Just looking at the title, you can see that blocks are the concern, and it’s my concern here… Smaller blocksize (like default) save more space, but only if there’s actually duplicated data.

This actually might be a good way to test expanding memory for SQLite cache to gain speed.
I don’t use Docker (or OMV), but isn’t setting environment variables for containers very easy?

That could be a quick test without having to rearrange both of the other settings, or start fresh.

vazquezjm · July 21, 2024, 4:13pm

Thanks for the thorough explanation!

1st thing I’ll try is set the remote block size back to 50MB

Then:

It is easy, but I’m not sure how the SQLite cache can be modified for Duplicati as a container

ts678 · July 21, 2024, 5:24pm

Assuming that the environment variable passes as far as Duplicati, you could set
CUSTOMSQLITEOPTIONS_DUPLICATI to cache_size=-200000 to get 200 MB.

SQLite documentation explains the number as the negative of the kibibytes cache.
Default is -2000, so 2 MB. Expanding by less than 100 times might also speed up.

You can tell if the value gets in by watching About → Show log → Live → Verbose

github.com

duplicati/duplicati/blob/78ea50c8335772f2684ff39f8e44c22d2836322b/Duplicati/Library/SQLiteHelper/SQLiteLoader.cs#L148-L155


      
          	    // set custom Sqlite options

                      var opts = Environment.GetEnvironmentVariable("CUSTOMSQLITEOPTIONS_DUPLICATI");

                      if (opts != null) {

                          var topts = opts.Split(new char[]{';'}, StringSplitOptions.RemoveEmptyEntries);

                          if (topts.Length > 0) {

                              using (var cmd = con.CreateCommand()) {

                                  foreach (var opt in topts) {

                                      Logging.Log.WriteVerboseMessage(LOGTAG, "CustomSQLiteOption", @"Setting custom SQLite option '{0}'.", opt);

The message on the bottom line should come out at database opening at backup start.

vazquezjm · July 21, 2024, 9:22pm

Actually, there’s only one file of about 300GB generated by a Windows backup app (Easus) I need to backup offsite.

But, now that I’m thinking, probably that’s not the propper use of Duplicati (one single file that most likely will differ in size to what was previously backed up everytime the scheduled job runs).

ts678 · July 21, 2024, 9:30pm

Being a different size is no problem for deduplication, but if it also looks changed inside from a fixed length block point of view, then deduplication is defeated, so any little change might cause a lot to upload.

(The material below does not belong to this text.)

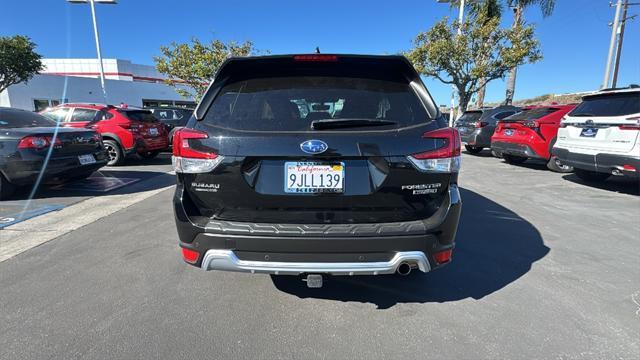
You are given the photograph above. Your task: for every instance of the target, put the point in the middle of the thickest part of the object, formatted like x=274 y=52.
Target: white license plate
x=86 y=159
x=313 y=177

This works, but is just far more wasteful of bandwidth and limited storage space.

shalmirane · July 22, 2024, 6:23pm

Then we might also need some tool to update it once the files are uploaded (which documentation now says it’s impossible). Because even small backups can grow over time and those TBs are already uploaded at the remote site (and not always feasible to delete and reupload). Or perhaps something, that can dynamically update that.

But it would explain why my database folder has 16GB for my backup sets, the biggest one having half of that

ts678 · July 22, 2024, 6:41pm

It’s extremely awkward to do, as blocks are identified by their mathematical hash, and these don’t combine mathematically if you combine blocks. You need to have all the data around to read, but it’s on the destination.

If you want an extremely experimental tool with limitations based on above limit, you can test this:

shalmirane · July 22, 2024, 9:01pm

Thanks, will check it out.

I run backups, so I do have all original data on local disks if that helps

One of the disks plays the role of the archive, but from backup perspective it’s same as other disks; all backuped online

vazquezjm · August 7, 2024, 1:01pm

I noticed a huge difference in backup times running them from my laptop directly (Duplicati Windows client) compared to having a different app (was Easus) creating the backup to my NAS (OMV), then having Duplicati do it’s job from the NAS to the cloud storage.

What would be the best approach for large file uploads?

ts678 · August 7, 2024, 1:09pm

Presumably fast is better? Which way is fast? Is this just a comment, or there a question?

Are there large files there? If so, please describe usages. Or do you mean large backups?